A necessary evil: the air gap in rotating machines

Electrical Apparatus, Sep 2005 by Nailen, Richard L

But it often gets overlooked when it should be getting close attention

NOT TOO BIG, NOT TOO SMALL. THE ESSENtial air gap separating rotor from stator in any electric motor or generator has several important influences on machine performance-nevertheless, in any design discussion, few essential details get less attention than the air gap.

Air offers much higher resistance to the passage of magnetic flux than the so-called "magnetic materials." Such materials allow a far more intense field to pass through a given space with a relatively lower driving potential (what we call magnetomotive force or mmf). That force is measured in ampere-turns within the electrical circuit causing the magnetization.

Naturally, then, we want to minimize the intervention of air into the magnetic field path. Yet it can't be omitted. It can't be too small. Discontinuities or joints in the magnetic core material are necessary also in a transformer or other "solid-state" electromagnetic apparatus, but are kept small or in staggered locations, to minimize their influence.

Special demands of motors and generators

The electric motor (or generator) presents the unique necessity for an air gap fully separating a rotating magnetic structure from a stationary one. Not only must the separation be complete; it must be large enough so that manufacturing tolerances will not allow the separated components to come into damaging contact during machine operation.

As a further complication, these components exert a strong magnetic attraction on each other. The mechanical structure-including the shaft of the rotating component-must be stiff enough to maintain separation despite that pull. In large machines, the magnetic pull is calculated, then carefully compared to the restraining stiffness, to ensure the assembly's "magnetic stability." (see Figures 1 and 2.)

The high "reluctance" of air means that for every unit length of magnetic flux path, the mmf required to drive flux through the air portion of the path will far exceed (as much as tenfold) what's needed for the magnetic (steel) portion. Consequently, the machine's magnetizing current (and the associated PR loss in the winding) will be determined largely by the size of the air gap. The larger that gap in an induction motor, the lower the power factor.

That creates an unavoidable contradiction in the design process. For mechanical reasons, we want to avoid too small an air gap; for electrical reasons, we don't want it too large.

Attempts to generalize about this are liable to be wide of the mark, by failing to account for all the influences at work. For example, when "energy efficient" motors were being introduced, the claim was often made that they used "smaller air gaps" to reduce losses. In its 1992 report (TR-101290, Vol. 2) on energy efficient motors, the Electric Power Research Institute cited a decreased air gap as one of seven basic ways to increase motor efficiency.

The reasoning is that a smaller gap meant less magnetizing current and therefore a lower stator copper loss. That's true. However, in the theoretical calculation of stray load loss for an induction motor, some component losses vary as the inverse square of magnetizing current. By increasing that current, a larger gap reduces those loss components. Some "energy efficient" motors have therefore used larger air gaps for the best overall effect. In this, as in many other design issues, the answer to the question "what's best?" is, "that depends."

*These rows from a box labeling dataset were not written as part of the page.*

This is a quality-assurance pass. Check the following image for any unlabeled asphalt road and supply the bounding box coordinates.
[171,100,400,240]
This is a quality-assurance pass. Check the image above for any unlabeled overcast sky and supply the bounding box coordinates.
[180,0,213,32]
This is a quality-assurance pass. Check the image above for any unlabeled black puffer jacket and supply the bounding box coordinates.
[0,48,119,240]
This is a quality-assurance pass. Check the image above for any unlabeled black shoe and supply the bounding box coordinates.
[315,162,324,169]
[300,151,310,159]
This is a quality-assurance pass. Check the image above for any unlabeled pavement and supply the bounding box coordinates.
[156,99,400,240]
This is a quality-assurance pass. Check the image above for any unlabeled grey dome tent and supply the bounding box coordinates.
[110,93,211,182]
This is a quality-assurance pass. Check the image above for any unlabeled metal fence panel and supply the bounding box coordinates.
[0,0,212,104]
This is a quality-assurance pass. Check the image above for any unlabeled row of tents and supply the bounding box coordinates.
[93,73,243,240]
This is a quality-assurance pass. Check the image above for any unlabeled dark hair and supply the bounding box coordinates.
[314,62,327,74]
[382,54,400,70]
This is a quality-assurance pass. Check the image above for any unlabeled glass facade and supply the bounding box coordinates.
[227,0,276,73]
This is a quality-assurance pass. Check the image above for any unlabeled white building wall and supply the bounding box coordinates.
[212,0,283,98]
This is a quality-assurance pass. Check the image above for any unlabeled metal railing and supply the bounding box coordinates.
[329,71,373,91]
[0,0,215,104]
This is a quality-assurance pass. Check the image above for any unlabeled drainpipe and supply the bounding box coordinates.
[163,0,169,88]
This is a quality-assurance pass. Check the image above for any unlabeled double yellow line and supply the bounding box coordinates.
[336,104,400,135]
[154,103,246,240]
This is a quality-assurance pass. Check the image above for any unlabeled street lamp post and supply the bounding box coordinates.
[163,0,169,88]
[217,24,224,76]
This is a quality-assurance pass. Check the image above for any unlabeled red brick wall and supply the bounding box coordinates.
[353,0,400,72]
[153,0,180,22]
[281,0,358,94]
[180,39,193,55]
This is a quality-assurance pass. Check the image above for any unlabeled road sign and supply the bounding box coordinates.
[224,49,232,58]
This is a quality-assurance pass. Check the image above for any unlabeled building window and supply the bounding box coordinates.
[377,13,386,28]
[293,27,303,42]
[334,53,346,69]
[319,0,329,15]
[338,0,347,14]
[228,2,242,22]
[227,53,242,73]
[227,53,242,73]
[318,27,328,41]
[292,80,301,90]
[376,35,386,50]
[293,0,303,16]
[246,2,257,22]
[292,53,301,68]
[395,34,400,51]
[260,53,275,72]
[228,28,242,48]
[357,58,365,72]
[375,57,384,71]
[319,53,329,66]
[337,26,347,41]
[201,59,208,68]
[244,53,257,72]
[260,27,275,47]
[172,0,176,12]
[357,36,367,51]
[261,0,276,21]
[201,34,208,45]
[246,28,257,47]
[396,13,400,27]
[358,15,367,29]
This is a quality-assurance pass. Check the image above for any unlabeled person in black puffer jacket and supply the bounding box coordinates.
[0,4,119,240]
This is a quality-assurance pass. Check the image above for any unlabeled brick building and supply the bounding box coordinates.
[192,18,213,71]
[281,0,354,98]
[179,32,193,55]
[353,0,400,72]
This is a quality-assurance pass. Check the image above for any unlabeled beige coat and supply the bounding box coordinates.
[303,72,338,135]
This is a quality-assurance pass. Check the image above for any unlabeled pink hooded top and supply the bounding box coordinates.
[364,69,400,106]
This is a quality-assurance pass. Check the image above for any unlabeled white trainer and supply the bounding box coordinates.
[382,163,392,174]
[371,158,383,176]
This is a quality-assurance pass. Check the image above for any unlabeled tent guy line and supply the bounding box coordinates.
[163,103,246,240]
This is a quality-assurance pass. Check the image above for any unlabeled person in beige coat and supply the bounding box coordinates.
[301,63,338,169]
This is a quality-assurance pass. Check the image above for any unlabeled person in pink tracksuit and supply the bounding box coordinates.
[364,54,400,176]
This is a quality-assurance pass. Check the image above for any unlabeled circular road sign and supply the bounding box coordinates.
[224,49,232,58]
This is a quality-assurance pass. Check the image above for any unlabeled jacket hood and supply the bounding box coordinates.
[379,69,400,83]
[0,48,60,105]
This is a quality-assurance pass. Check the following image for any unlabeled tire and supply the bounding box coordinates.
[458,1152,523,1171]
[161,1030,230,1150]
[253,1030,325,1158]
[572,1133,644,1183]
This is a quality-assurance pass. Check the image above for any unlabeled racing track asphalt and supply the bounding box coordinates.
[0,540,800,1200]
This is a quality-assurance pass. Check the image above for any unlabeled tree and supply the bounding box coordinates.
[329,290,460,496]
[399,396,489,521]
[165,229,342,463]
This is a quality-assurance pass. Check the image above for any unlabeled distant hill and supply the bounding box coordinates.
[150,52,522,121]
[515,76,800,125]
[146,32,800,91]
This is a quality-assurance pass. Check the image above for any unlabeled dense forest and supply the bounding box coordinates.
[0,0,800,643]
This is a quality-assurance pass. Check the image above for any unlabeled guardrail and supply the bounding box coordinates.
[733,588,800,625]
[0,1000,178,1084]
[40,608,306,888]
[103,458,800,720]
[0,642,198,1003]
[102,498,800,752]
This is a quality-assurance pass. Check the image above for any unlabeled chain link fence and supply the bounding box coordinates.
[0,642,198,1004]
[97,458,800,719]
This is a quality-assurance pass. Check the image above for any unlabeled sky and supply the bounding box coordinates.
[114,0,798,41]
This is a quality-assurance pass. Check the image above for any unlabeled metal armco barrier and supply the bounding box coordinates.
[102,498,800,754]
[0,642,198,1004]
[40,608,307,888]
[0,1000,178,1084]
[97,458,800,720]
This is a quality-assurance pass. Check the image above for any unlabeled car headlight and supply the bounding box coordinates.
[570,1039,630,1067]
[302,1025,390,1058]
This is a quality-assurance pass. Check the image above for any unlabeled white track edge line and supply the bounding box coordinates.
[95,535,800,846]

A larger air gap can also reduce electromagnetic noise. Although slot combination and winding configuration exert major influences on noise production, they're seldom subject to change after the machine is built. But studies have shown that doubling the air gap can reduce overall sound pressure level by at least 10 decibels. Although that large a gap increase is seldom possible, significant noise reduction can occur with much smaller gap increases.

A necessary compromise

The resulting compromise is a familiar one. For a given rotor diameter, the slower an a-c machine speed (meaning the larger the number of magnetic poles in the winding), the smaller the gap. Horsepower output will be lower, and the power factor lower as well, so that the electrical effect of a large gap is relatively less acceptable than for a high-speed, higher-horsepower machine having that same rotor diameter. As polarity decreases and both speed and horsepower go up, the trend reverses.

In published material on basic design, the most common guidelines relate power and speed to two basic dimensions: core diameter squared, and core stack length, or DL in shorthand notation. There are a couple of variations. Theoretically, the diameter should be the stator inside diameter, what's often called the bore or gap diameter. Some designers, however, have used the core outside diameter instead. Also, the exponent (the power to which the diameter is raised) has been quoted as either 2.0 or 2.5.

Given those properties, the design practices usually go on to recommend various approaches to selecting the number and size of slots, the winding configuration, and arriving at estimated heat dissipation and performance. Seldom, however, is any firm guidance offered on the selection of air gap.